Dever de assistência;
divórcio sem consentimento; medidas provisórias
I. O sumário de RL 24/2/2022 (13920/20.7T8SNT-D.L1-8) é o seguinte:
1– O dever de assistência que recai sobre os cônjuges desdobra-se em duas obrigações distintas: a de prestação de alimentos e a de contribuição para os encargos da vida familiar.
2– Numa situação de separação de facto, não há vida familiar, mas isso não significa que não possa haver despesas que continuem a poder ser qualificadas de “encargos da vida familiar”.

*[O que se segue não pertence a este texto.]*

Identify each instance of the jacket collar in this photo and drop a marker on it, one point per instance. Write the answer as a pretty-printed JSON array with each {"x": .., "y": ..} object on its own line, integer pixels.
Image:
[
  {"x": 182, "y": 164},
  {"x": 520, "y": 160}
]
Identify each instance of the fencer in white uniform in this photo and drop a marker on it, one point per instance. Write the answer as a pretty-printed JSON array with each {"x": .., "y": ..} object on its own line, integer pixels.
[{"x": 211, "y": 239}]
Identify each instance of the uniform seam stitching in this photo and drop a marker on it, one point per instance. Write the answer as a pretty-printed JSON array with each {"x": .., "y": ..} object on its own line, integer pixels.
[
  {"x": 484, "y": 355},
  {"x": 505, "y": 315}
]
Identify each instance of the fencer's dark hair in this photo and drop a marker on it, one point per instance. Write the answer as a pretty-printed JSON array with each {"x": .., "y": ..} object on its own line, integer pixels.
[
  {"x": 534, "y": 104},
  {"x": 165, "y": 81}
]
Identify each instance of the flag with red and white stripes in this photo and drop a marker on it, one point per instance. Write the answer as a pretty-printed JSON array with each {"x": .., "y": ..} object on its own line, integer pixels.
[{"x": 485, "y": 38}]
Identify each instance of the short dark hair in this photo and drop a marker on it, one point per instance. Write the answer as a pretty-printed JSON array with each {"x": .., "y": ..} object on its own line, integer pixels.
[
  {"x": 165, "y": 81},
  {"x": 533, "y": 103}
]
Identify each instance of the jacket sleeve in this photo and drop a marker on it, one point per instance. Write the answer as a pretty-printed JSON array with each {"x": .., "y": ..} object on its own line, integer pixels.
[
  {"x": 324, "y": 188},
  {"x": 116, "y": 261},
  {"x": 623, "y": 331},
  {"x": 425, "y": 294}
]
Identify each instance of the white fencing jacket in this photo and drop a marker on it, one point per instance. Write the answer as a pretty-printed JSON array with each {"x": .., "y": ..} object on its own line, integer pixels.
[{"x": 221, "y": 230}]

3– O cônjuge que pretenda exigir do outro cônjuge o contributo para os encargos da vida familiar pode recorrer à providência prevista no art. 992º do C.P.C. mesmo que estejam separados de facto.
4– A providência da contribuição do cônjuge para as despesas domésticas não é o meio processual adequado ao pedido de condenação do requerido a prestar alimentos.
6– Na pendência de ação de divórcio, o cônjuge que pretende a fixação de alimentos provisórios, deve requerê-lo na própria ação de divórcio, ao abrigo do disposto no art. 931º nº 7 do C.P.C.
II. Na fundamentação do acórdão afirma-se o seguinte:
"Resulta do art. 1672º do C.C. que “os cônjuges estão reciprocamente vinculados pelos deveres de respeito, fidelidade, coabitação, cooperação e assistência”.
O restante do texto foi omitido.